Re: Not able to implement an usecase

Jaswin Shah Mon, 11 May 2020 13:22:24 -0700

If I go with table apis, can I write the streams to hive or it is only for 
batch processing as of now.

Get Outlook for Android<https://aka.ms/ghei36>

________________________________
From: Khachatryan Roman <khachatryan.ro...@gmail.com>
Sent: Tuesday, May 12, 2020 1:49:10 AM
To: Jaswin Shah <jaswin.s...@outlook.com>
Cc: user@flink.apache.org <user@flink.apache.org>
Subject: Re: Not able to implement an usecase

Hi Jaswin,

Currently, DataStream API doesn't support outer joins.
As a workaround, you can use coGroup function [1].
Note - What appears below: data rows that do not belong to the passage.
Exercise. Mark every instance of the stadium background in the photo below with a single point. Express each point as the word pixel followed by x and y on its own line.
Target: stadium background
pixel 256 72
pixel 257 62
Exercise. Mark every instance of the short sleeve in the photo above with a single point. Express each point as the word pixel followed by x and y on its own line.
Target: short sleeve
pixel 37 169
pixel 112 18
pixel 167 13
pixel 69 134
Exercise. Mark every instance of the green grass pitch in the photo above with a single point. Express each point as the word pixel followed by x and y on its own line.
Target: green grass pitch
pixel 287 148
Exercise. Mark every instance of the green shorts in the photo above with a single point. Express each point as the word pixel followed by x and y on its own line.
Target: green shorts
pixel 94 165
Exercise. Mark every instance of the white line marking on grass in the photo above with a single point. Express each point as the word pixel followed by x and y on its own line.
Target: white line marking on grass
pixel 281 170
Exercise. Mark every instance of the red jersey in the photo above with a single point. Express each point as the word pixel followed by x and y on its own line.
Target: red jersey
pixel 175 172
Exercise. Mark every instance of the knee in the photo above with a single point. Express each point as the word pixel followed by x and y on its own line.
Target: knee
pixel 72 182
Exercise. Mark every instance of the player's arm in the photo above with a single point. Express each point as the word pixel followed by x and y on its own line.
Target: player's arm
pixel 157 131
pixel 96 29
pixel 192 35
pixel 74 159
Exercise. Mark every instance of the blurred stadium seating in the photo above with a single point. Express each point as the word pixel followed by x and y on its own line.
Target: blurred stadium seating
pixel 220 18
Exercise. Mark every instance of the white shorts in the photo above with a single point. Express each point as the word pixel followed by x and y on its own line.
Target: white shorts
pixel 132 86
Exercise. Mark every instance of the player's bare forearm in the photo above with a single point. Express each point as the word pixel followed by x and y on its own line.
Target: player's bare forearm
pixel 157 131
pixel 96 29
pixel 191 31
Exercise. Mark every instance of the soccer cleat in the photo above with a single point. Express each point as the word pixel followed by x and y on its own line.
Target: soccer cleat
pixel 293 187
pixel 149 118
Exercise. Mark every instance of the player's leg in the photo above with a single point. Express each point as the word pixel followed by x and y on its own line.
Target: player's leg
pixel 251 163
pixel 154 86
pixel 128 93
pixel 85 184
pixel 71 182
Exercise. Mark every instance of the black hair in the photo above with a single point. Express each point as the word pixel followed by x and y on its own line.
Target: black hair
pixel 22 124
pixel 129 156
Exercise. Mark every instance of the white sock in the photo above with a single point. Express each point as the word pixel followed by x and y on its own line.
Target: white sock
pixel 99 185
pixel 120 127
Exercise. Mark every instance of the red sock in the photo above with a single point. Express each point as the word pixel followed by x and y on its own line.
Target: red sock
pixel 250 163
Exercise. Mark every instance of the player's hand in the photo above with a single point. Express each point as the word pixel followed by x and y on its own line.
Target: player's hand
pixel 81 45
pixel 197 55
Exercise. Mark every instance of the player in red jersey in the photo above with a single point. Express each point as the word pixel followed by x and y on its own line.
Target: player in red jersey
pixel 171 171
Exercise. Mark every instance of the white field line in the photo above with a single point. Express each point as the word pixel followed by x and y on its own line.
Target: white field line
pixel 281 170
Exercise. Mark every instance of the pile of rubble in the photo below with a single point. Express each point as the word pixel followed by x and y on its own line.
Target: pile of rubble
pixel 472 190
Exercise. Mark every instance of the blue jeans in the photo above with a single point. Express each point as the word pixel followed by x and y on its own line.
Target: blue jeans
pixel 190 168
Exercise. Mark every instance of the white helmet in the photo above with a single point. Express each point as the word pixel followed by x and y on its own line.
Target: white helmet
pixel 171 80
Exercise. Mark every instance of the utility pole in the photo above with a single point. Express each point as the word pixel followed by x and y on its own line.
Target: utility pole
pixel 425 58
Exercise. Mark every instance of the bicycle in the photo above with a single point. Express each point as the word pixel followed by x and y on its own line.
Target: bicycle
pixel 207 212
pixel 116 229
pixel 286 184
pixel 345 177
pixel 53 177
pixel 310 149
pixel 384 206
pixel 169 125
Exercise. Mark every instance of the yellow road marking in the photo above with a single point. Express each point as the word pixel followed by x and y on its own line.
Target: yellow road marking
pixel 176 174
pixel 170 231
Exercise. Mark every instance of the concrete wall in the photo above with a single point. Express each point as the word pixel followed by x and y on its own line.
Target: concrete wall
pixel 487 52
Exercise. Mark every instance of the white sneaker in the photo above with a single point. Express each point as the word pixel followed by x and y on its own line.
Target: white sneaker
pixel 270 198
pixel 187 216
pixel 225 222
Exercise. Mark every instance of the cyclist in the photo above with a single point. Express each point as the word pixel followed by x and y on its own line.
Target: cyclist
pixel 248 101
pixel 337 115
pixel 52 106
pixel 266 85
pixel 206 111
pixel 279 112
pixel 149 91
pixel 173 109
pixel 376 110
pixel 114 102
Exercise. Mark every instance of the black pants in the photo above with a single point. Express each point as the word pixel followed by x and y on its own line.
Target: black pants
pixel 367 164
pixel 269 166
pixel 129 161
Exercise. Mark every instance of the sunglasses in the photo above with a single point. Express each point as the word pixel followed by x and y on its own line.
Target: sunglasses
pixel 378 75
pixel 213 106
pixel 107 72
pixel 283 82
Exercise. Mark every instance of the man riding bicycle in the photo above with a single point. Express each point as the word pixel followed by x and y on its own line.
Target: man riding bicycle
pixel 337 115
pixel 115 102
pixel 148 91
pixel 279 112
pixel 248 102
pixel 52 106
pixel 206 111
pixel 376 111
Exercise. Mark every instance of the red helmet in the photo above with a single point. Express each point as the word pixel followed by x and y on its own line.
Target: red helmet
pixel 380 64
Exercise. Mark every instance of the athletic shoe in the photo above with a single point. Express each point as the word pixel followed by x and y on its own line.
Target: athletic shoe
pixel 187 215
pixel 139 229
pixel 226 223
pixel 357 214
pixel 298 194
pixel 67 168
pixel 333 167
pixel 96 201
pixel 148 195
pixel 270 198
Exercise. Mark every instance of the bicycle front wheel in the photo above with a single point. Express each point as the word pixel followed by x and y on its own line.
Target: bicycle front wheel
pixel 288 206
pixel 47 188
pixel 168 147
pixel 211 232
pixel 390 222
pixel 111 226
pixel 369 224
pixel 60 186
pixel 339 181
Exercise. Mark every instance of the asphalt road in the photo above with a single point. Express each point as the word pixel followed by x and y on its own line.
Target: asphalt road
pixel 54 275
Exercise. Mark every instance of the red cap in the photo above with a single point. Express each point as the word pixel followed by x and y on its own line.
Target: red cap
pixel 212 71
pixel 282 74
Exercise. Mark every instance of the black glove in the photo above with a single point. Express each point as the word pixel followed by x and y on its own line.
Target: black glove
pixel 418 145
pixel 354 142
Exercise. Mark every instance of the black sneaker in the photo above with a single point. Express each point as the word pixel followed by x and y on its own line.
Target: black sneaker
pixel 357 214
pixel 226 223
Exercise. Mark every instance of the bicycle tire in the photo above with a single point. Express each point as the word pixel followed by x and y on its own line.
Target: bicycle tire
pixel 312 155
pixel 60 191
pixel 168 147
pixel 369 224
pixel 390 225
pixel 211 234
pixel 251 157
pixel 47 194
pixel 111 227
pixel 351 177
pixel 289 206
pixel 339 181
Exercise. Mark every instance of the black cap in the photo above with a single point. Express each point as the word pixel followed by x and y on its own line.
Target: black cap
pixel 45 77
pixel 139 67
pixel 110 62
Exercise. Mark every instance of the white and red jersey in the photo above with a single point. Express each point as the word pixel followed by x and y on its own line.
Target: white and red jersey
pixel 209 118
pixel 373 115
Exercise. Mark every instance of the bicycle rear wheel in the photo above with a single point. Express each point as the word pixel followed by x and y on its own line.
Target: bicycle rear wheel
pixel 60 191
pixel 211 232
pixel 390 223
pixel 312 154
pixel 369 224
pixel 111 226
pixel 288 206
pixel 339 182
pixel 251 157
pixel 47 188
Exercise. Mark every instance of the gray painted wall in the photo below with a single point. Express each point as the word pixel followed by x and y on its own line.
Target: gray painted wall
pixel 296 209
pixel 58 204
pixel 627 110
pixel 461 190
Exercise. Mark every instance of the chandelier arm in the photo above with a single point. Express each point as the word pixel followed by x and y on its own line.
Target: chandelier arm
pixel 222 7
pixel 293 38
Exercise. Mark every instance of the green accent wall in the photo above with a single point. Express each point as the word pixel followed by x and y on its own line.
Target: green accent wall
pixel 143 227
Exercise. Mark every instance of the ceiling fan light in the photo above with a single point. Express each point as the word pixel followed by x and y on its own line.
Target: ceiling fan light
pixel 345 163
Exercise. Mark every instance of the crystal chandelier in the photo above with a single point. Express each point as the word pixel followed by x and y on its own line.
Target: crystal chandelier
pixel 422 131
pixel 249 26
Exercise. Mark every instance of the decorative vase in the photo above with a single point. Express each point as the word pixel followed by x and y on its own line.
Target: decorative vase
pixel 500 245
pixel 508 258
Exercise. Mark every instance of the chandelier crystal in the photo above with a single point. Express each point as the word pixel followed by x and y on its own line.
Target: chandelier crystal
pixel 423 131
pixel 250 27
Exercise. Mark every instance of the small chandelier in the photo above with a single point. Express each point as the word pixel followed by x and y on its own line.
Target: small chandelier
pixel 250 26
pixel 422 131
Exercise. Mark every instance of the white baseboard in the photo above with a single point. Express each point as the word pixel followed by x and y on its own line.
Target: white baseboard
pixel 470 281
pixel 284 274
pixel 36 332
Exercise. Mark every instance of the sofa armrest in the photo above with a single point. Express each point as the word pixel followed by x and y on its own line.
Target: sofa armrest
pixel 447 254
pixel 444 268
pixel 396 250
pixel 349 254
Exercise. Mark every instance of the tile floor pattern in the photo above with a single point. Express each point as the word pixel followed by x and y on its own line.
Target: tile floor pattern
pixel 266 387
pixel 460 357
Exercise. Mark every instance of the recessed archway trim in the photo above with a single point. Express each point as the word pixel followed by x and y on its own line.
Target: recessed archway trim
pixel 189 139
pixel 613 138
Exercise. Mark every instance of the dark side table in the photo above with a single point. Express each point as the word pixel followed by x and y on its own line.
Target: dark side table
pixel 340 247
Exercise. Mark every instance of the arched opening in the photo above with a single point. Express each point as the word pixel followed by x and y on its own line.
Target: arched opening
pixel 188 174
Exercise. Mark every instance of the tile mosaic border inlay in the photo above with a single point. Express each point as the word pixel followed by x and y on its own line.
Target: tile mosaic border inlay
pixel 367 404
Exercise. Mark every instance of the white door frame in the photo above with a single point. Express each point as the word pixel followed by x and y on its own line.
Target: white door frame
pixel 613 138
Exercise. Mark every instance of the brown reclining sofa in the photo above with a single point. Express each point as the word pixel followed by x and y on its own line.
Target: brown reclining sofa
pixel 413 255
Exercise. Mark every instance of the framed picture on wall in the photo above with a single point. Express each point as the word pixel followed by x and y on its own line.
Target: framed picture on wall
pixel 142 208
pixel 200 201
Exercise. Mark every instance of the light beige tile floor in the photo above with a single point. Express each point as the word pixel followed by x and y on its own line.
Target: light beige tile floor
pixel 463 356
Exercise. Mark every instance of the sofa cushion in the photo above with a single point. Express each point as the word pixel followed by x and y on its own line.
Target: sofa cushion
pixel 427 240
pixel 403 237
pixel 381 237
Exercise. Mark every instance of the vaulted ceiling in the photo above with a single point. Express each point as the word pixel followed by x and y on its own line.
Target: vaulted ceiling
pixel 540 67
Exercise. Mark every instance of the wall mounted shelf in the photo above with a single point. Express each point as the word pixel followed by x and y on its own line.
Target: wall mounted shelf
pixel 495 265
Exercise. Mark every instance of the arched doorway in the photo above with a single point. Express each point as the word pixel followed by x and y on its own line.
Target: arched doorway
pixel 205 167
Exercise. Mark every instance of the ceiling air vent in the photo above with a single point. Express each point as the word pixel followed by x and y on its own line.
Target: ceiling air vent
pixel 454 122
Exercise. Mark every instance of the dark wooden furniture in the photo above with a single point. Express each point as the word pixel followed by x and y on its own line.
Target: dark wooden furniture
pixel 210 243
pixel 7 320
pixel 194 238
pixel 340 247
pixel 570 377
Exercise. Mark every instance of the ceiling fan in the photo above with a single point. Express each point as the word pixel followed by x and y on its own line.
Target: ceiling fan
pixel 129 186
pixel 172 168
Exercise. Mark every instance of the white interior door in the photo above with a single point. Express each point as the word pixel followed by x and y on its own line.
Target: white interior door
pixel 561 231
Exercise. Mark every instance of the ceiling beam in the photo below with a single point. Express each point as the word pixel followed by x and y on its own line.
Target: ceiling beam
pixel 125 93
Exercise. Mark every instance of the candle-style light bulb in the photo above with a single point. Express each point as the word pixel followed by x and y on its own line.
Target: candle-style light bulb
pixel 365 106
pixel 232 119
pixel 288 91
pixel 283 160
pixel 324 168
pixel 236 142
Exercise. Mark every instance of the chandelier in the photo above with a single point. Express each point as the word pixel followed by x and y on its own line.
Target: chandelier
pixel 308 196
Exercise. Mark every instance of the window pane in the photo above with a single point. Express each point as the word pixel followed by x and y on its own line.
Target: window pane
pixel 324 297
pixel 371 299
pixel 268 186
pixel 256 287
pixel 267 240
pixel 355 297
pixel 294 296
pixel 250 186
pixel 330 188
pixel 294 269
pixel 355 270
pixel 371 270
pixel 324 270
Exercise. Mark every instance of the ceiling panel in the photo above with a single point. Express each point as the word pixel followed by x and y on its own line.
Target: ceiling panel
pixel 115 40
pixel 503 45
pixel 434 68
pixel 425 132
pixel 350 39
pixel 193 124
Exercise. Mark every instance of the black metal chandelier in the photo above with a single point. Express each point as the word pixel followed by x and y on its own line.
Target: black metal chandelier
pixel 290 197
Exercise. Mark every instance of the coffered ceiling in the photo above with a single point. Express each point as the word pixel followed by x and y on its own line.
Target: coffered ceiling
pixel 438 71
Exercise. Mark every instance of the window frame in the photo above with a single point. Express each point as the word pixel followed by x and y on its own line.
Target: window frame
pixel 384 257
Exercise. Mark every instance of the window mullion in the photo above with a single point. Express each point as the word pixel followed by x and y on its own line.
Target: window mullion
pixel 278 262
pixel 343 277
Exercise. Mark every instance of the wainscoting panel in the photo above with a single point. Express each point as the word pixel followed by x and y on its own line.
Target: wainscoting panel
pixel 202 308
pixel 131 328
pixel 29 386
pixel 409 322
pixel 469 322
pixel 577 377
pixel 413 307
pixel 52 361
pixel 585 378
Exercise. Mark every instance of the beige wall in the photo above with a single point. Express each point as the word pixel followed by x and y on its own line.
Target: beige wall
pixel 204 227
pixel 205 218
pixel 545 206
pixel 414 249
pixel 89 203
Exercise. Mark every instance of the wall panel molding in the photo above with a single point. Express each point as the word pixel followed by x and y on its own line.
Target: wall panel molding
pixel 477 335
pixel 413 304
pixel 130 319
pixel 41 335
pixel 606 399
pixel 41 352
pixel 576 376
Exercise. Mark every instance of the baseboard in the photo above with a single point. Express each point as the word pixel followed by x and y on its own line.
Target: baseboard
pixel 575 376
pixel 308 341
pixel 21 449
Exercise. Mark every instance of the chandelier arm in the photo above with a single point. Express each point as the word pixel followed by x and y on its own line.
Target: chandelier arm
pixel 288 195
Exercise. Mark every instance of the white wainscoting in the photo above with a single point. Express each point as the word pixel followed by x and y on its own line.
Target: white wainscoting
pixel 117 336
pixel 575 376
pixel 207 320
Hive is also not supported by DataStream API though it's supported by Table API 
[2].

[1] 
https://ci.apache.org/projects/flink/flink-docs-master/api/java/org/apache/flink/api/common/functions/CoGroupFunction.html
[2] 
https://ci.apache.org/projects/flink/flink-docs-release-1.10/dev/table/hive/read_write_hive.html

Regards,
Roman

On Mon, May 11, 2020 at 6:03 PM Jaswin Shah 
<jaswin.s...@outlook.com<mailto:jaswin.s...@outlook.com>> wrote:
Hi,
I want to implement the below use case in my application:
I am doing an interval join between two data streams and then, in process 
function catching up the discrepant results on joining. Joining is done on key 
orderId. Now, I want to identify all the messages in both datastreams which are 
not joined. Means, for a message in left stream if I do not find any message in 
right stream over the interval defined, then, that message should be caught and 
same for right stream if there are messages which do not have corresponding 
messages in left streams then, catch them.Need an help how can I achieve the 
use case. I know this can be done with outer join but interval join or tumbling 
event time window joins only support inner join as per my knowledge. I do not 
want to use table/sql api here but want to work on this datastream apis only.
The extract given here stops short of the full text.